- Directed by: Giuliano Biagetti
- Screenplay by: Giuliano Biagetti
- Starring: Barbara Bouchet Corrado Pani
- Cinematography: Anton Giulio Borghesi
- Edited by: Alberto Moriani
- Music by: Berto Pisano
- Release date: 1973;
- Language: Italian

= Ancora una volta prima di lasciarci =

1973 romance film

Ancora una volta prima di lasciarci (lit. 'Once again before we part') is a 1973 Italian romantic drama film directed by Giuliano Biagetti and starring Barbara Bouchet and Corrado Pani.

== Cast ==
- Barbara Bouchet as Luisa
- Corrado Pani as Giorgio
- Franco Fabrizi as Marco
- Olga Bisera as Marta
- Antonia Santilli as Dr. Carli
- Barbara Pilavin as Emma
- Eugene Walter as Mr. Macpherson
- Stella Carnacina as Barbie Macpherson
- Piero Maria Rossi as Charlie
- Ada Pometti as the feminist

==Production ==
The film was produced by Bi. Pa. Cinematografica.

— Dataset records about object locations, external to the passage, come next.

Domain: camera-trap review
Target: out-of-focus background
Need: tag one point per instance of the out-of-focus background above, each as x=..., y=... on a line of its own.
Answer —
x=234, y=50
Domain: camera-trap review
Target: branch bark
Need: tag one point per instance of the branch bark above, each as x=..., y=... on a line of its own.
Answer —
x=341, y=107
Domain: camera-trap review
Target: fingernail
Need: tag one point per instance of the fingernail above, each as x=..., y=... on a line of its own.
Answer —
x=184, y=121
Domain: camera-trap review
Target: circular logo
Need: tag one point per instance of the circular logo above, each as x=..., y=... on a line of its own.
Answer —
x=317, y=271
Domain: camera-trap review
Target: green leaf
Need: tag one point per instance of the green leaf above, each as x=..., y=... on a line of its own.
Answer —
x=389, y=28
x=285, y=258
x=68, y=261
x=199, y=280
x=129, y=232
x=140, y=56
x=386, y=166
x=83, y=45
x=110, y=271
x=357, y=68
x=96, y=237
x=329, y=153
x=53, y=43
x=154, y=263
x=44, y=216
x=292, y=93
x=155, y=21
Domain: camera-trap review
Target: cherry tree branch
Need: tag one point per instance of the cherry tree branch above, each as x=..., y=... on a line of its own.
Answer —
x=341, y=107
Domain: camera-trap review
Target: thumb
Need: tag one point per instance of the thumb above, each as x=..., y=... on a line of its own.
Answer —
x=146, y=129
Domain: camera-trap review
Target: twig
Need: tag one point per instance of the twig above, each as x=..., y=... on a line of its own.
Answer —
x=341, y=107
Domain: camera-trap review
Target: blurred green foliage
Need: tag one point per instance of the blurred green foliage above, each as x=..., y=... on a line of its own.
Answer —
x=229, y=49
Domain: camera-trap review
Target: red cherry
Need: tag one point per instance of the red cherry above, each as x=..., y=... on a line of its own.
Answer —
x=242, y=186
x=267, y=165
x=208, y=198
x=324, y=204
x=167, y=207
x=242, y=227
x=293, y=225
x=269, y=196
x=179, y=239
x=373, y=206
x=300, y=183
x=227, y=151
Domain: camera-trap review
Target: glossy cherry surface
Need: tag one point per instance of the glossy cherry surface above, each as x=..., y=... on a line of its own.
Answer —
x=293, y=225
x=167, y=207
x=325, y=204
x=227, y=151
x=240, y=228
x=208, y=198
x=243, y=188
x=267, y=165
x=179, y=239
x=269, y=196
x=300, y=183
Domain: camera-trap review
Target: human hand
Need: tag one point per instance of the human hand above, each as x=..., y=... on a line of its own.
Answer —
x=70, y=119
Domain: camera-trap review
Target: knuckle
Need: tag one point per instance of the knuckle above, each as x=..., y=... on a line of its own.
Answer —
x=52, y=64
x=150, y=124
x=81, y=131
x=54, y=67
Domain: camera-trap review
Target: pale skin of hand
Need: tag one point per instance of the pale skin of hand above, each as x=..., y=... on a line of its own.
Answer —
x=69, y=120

It had the working title Conoscenza matrimoniale ('Marital acquaintance').

==Reception ==
A La Stampa contemporary review described the film as "an hour and a half [...] of intimacy and at times explicit confessions", "enlivened by a touch of irony and an overabundant dose of nudity", in which "the narrative flows along with ease". The Corriere della Seras critic Leonardo Autera panned the it, referring to it as "a muddled film, also engaged in a futile search, somewhere between irony and seriousness, for any kind of coherent tone."